Some tips on writing software for research

Posted on Mi 17 Juli 2019 in misc

These are my notes for a presentation in our group at Saarland University. The presentation was mainly about software written as part of experiments in NLP, but most of the tips do not focus on NLP but rather on writing code for reproducible experiments that involve processing data sets. This kind of software is often only used by a small group of people (down to groups of one). I neither claim that this is the ultimate guide nor that I actually follow all my own advice (but I try!).

Why you should care

Our success is not measured by how nice our software looks, the important aspects are scientific insights and publications. So why should you spend additional time on your code, which is just a means to an end? There are several good reasons:

Others might want to build upon your results. This often means running your software. If that is not easy, they might not do it. I once spent a week trying to get a previously published system to run and failed. That wasted my time and reduced the impact of that publication as it is impossible to extend and cite that research.

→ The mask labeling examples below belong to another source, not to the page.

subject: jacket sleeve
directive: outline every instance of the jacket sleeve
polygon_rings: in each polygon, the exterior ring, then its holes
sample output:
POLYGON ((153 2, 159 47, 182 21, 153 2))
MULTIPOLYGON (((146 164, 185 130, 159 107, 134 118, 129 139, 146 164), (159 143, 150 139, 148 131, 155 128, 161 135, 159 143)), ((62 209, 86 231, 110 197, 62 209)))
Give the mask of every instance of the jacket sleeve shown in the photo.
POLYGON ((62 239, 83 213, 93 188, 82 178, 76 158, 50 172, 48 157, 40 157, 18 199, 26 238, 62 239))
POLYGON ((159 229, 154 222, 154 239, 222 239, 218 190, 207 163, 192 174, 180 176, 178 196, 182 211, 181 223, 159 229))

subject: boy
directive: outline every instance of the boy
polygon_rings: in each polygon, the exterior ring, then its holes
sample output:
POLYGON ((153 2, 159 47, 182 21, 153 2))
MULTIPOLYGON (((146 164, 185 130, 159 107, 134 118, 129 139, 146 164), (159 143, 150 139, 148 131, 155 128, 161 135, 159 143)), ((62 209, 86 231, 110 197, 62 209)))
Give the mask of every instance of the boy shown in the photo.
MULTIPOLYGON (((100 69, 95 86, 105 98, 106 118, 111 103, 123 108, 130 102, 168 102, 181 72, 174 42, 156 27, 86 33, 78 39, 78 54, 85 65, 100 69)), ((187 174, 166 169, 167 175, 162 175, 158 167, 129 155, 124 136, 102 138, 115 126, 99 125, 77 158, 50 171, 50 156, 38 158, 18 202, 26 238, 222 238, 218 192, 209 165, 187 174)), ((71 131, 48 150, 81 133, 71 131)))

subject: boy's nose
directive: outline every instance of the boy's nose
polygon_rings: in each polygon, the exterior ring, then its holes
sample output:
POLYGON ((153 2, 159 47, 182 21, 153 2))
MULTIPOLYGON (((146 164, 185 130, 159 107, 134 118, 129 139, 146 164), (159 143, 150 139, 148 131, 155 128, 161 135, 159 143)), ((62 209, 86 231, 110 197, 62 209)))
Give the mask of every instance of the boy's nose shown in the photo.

You might want or need to extend your previous research. Maybe you did some experiments at the start of your PhD but need to change some parameters to make it compatible with other experiments. Do not assume that future-you will still know all intricacies you currently know!

Good software increases your confidence in results. You will publish a paper with your name on it. The more hacky the process of obtained results, the less sure you can be that the results are actually correct. Manual steps are a source of error, minimize them!

Less work in the long run. Made an error somewhere? Just start over! If your experiments run with minimal manual work, restart is easy and CPU time is cheaper than your time. Once you run your experiment pipeline several times, additional work into automation pays off.

You have an ethical obligation to document your experiments. A paper is usually not enough to understand all details! The code used to run the experiments can be seen as the definition of your experiments. Automation is documentation!

Good software enables teamwork. Automated experiments mean that all your collaborators will also be able to do the experiments. You don't want to be the one person knowing how to run the experiments (you will have to do all the work) and don't want to be the one not knowing it (unable to do the work). Worst case: You need knowledge from several people to run the experiment, noone can reproduce the results on their own.

The motto of this blog post
Do it twice or more
Write a script that works for you
Enjoy the summer

Some basics

Hopefully, I have convinced you by now. So let's start with some basics. No need to be perfect, small steps help.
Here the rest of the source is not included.